Наверное, самое необычное и памятное, что было в опыте наших уфологических исследований, – это диалоги с неизвестным Разумом, которые члены Волжской группы вели в течение нескольких лет, с конца 1993-го по ноябрь 1997-го. Возможно, это было едва ли не самое интересное в нашей деятельности… По крайней мере, на тот период.
Достоверность разговоров могут подтвердить почти 140 часов кассетных аудиозаписей и две видеосъемки. Диалоги частично уже переписаны в виде файлов, но у меня все не находилось времени, чтобы составить из них книгу – любопытнейший документ мог бы получиться… Разговоров с Иной Сферой Сознания – так обозначили этот загадочный феномен в ученом мире – не на одну сотню страниц наберется. Но здесь я буду намеренно кратким – лишь бы познакомить читателей с сутью самого контакта, потому что это ведь тоже относится к загадкам нашего городского социума.
Выход на телепатический контакт с неизвестным источником Разума произошел в конце декабря 1993 года. Члены Волжской группы Георгий Губин и Геннадий Харитонов (им тогда было лет по 26-27) экспериментировали, пробуя воздействовать друг на друга с помощью гипноза. В какой-то момент таких попыток Харитонов неожиданно вошел в состояние транса.
…Должен отметить, что все мы были неплохо осведомлены о достижениях «Группы-2» из Дальнегорска Приморского края, которой руководил А.Г. Глаз. Александр Георгиевич, обладая гипнотическими свойствами, сумел воспользоваться способом выделения из тела человека его информационно-энергетического двойника для установления телепатической связи с внеземным Разумом. Первые свои эксперименты они начали в 1985 году, а в 1990 г. на школе-семинаре «Быстропротекающие непериодические явления в окружающей среде» в Томске впервые обнародовали некоторые результаты своего эксперимента.
Особенностью этих контактов было то, что для связи использовался так называемый «посредник» – подготовленный член группы, через которого шло общение, позволявшее вести запись диалогов на магнитофон. Я лично встречался с А.Г. Глазом в Томске, имел длительные беседы с ним по технике проведения контактов, поэтому члены Волжской группы были в курсе особенностей подобного рода телепатической связи.

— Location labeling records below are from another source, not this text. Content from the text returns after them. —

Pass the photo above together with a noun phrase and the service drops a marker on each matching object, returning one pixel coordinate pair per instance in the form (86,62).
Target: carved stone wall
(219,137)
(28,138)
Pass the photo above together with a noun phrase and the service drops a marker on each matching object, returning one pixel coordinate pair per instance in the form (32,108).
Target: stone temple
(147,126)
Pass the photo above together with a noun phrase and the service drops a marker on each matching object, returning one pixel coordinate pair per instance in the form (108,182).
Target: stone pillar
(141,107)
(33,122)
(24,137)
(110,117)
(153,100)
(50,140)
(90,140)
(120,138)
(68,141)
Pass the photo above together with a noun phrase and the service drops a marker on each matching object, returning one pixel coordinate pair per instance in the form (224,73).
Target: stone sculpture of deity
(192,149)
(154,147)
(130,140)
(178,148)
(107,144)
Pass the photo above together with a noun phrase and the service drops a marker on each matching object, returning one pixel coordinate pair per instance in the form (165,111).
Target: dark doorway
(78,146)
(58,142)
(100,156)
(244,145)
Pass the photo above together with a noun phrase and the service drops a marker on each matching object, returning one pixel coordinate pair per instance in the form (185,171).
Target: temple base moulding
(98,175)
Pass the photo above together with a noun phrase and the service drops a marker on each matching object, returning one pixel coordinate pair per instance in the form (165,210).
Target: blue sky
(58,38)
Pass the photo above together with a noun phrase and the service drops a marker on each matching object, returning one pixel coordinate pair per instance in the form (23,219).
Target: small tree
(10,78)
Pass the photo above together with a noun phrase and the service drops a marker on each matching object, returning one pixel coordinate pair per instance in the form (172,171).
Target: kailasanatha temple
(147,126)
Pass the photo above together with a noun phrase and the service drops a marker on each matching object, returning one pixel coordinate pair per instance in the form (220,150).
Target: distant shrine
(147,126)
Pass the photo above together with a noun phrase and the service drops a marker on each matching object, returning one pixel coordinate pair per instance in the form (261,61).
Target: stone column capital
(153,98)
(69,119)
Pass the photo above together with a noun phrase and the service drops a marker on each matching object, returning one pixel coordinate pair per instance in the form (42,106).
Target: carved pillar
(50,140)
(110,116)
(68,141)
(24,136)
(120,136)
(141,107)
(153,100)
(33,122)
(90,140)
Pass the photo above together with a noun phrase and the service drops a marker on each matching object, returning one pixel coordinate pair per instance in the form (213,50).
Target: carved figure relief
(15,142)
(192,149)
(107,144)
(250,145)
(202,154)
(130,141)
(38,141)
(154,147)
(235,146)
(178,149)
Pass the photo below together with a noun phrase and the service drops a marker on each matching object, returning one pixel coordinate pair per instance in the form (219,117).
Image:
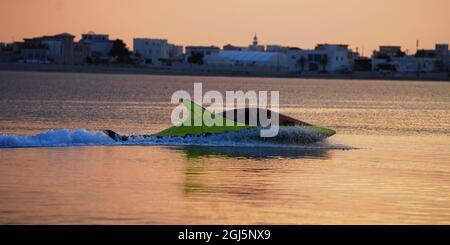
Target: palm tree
(301,63)
(324,63)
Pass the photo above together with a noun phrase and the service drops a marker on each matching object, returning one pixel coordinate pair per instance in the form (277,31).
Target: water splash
(287,137)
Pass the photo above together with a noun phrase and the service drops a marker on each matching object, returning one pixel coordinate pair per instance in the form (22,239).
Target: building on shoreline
(99,44)
(394,59)
(324,58)
(58,49)
(156,51)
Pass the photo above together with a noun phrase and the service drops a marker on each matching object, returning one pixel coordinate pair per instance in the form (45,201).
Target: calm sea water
(389,162)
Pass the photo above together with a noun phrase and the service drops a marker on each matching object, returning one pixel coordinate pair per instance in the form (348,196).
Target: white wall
(151,49)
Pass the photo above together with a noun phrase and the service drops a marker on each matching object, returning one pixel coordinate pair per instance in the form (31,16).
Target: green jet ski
(310,133)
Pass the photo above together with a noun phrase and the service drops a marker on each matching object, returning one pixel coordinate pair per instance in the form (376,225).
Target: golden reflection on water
(385,179)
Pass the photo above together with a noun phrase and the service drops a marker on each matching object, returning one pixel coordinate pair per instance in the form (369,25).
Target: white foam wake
(54,138)
(291,137)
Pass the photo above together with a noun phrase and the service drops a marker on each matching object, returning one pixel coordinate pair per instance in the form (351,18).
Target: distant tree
(324,63)
(120,52)
(301,63)
(196,58)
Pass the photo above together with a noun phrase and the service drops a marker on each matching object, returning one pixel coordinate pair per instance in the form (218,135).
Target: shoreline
(206,71)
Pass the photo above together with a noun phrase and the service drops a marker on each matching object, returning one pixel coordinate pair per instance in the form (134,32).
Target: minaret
(255,40)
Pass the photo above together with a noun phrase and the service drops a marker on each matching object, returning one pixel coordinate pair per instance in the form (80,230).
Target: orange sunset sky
(302,23)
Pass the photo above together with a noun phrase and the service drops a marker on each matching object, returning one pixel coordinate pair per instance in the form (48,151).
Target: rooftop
(247,55)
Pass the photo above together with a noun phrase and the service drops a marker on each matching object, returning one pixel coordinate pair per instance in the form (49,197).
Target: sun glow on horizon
(303,23)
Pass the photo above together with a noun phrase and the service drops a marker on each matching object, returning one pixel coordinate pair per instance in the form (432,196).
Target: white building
(247,59)
(339,57)
(100,44)
(393,59)
(156,51)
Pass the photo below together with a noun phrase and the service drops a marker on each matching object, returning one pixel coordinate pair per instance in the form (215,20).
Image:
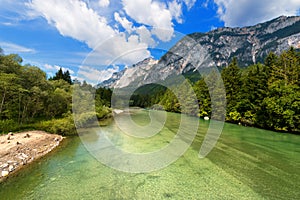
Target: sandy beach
(19,149)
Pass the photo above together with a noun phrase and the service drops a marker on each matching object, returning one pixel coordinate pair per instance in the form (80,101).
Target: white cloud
(127,25)
(176,10)
(74,19)
(189,3)
(145,36)
(249,12)
(151,13)
(55,68)
(95,76)
(104,3)
(15,48)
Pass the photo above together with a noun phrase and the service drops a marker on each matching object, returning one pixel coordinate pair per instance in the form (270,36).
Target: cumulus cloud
(176,10)
(126,24)
(94,76)
(74,19)
(249,12)
(189,3)
(156,15)
(145,36)
(104,3)
(15,48)
(55,68)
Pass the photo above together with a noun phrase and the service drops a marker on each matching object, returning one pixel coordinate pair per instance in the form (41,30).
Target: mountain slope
(215,48)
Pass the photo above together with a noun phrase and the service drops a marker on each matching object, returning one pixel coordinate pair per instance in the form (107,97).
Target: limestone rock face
(215,48)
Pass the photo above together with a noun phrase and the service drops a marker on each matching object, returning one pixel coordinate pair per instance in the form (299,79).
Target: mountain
(249,45)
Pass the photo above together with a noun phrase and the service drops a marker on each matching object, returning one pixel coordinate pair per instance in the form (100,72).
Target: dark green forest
(263,95)
(28,100)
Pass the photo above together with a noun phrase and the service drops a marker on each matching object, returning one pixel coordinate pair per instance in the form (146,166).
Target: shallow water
(247,163)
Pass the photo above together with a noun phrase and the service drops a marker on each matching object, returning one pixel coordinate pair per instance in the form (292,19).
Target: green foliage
(29,101)
(60,75)
(264,95)
(8,125)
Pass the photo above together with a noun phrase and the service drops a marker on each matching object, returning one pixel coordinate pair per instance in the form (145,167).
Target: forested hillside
(263,95)
(28,100)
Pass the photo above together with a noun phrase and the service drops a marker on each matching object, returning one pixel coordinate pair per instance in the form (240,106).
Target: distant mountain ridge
(215,48)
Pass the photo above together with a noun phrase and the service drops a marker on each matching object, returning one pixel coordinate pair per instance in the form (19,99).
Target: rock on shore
(20,149)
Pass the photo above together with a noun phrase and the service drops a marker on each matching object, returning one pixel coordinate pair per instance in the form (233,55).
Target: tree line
(263,95)
(28,100)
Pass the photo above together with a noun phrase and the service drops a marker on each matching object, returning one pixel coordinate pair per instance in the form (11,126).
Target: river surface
(246,163)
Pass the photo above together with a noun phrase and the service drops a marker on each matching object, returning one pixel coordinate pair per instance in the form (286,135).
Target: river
(246,163)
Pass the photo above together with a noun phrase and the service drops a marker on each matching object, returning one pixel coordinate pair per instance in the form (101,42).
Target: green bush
(8,126)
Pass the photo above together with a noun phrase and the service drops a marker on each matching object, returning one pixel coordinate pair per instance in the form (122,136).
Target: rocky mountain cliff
(215,48)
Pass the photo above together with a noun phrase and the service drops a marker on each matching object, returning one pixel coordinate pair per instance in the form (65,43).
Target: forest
(30,100)
(262,95)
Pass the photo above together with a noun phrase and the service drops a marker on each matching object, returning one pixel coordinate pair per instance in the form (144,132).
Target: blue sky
(94,38)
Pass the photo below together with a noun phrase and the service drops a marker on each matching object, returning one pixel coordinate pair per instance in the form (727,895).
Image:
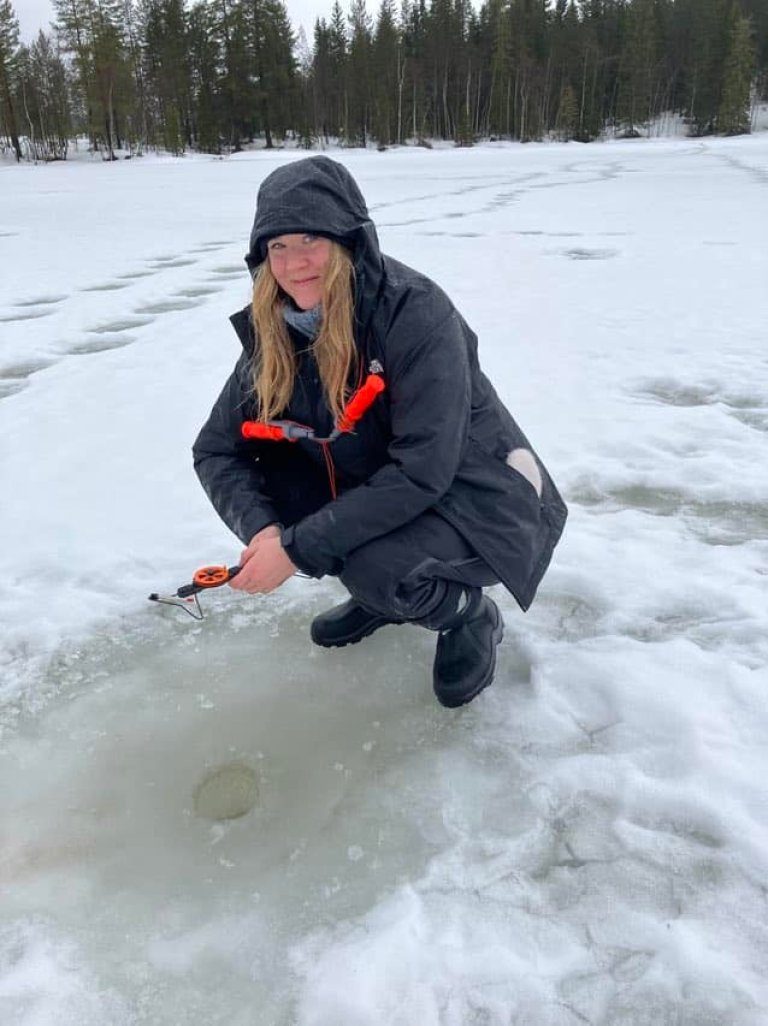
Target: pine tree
(733,114)
(638,66)
(166,62)
(361,44)
(385,67)
(204,65)
(8,47)
(43,92)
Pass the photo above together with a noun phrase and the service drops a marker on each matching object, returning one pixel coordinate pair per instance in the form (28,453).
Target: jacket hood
(320,196)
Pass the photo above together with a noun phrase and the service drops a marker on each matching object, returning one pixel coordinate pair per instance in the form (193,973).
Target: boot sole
(351,638)
(498,633)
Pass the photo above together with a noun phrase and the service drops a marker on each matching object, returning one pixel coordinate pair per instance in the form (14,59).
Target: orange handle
(361,400)
(252,429)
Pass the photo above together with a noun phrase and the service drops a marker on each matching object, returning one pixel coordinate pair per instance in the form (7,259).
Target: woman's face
(298,264)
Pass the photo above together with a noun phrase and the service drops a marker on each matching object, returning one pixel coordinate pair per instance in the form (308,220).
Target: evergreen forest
(216,76)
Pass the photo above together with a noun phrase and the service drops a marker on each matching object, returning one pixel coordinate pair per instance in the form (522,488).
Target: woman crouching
(358,437)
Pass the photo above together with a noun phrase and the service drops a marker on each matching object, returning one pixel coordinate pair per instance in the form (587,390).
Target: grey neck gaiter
(306,321)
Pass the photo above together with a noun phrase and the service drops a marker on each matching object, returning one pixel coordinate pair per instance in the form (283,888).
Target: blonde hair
(275,363)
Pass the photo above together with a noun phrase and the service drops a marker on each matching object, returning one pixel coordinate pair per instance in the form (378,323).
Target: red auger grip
(361,400)
(265,432)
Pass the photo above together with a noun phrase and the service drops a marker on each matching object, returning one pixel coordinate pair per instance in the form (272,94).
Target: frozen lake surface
(584,843)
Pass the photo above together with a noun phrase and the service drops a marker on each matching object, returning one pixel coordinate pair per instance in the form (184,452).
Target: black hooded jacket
(436,439)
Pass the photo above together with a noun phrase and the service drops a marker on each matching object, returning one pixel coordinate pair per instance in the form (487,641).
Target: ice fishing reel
(186,597)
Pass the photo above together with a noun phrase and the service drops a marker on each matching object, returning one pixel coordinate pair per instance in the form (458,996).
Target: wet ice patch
(34,314)
(581,252)
(123,324)
(100,345)
(167,306)
(714,521)
(108,286)
(227,792)
(42,301)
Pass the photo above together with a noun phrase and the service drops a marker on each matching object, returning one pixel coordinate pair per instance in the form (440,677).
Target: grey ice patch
(102,345)
(112,327)
(162,262)
(11,386)
(31,315)
(15,378)
(108,286)
(715,522)
(669,392)
(199,290)
(42,301)
(581,252)
(524,463)
(167,306)
(229,270)
(19,370)
(227,793)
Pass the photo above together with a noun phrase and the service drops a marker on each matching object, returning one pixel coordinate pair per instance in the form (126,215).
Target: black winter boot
(346,624)
(466,657)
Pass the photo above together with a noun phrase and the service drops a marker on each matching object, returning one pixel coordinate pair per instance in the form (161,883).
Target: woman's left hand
(264,565)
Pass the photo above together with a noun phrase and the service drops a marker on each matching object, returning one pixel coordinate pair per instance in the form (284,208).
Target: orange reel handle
(361,401)
(207,577)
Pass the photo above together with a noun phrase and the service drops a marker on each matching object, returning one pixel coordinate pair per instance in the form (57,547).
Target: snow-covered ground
(588,842)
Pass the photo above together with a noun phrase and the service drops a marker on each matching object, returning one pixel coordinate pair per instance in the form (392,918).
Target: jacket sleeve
(227,467)
(429,385)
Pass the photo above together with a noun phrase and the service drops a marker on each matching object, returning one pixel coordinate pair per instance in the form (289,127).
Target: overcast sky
(36,14)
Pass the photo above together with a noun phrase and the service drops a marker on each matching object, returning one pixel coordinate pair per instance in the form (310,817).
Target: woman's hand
(264,565)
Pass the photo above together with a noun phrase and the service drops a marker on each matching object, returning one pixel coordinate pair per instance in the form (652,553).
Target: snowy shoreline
(584,844)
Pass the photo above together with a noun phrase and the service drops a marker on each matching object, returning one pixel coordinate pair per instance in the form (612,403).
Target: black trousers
(418,573)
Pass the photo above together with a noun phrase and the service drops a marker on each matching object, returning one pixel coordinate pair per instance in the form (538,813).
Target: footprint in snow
(750,408)
(713,521)
(112,327)
(168,306)
(102,345)
(32,314)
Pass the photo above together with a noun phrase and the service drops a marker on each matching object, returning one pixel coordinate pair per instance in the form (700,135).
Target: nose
(296,259)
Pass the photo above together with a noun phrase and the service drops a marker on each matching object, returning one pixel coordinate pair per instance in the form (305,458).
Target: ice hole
(227,793)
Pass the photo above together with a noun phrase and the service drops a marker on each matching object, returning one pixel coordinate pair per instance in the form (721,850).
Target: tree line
(217,75)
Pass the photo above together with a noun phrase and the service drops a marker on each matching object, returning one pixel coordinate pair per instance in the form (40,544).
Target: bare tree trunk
(401,83)
(583,96)
(12,130)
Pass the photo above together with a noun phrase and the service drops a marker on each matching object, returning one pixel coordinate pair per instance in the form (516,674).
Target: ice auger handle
(289,431)
(361,400)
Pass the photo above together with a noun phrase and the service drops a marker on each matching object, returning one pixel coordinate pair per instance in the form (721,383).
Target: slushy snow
(587,843)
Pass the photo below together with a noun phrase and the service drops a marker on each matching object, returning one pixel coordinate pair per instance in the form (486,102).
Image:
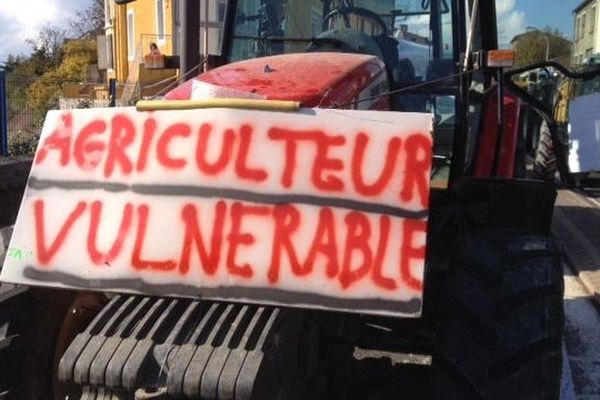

Когда Харитонов вошел в состояние транса (лежал на кушетке, глаза закрыты, не реагировал на вопросы-реплики), он, подняв руки, стал кистью правой руки производить движения, словно писал невидимой ручкой. Губин вставил в его пальцы карандаш, поднес картонку с листком, но из написанных каракулей можно было разобрать только одно слово. И в какой-то момент раздосадованный Гера громко попросил: «Гена, ну скажи словами!»
И Геннадий заговорил… Однако это была не его речь. Тембр голоса сохранился, но интонация, выразительность и, особенно, смысл сказанного были совершенно необычными. Беседа длилась минут 20-30, после чего Геннадий самостоятельно вышел из транса, при этом выяснилось, что он ничего из происшедшего диалога не помнил и не считал, что находился в гипнозе.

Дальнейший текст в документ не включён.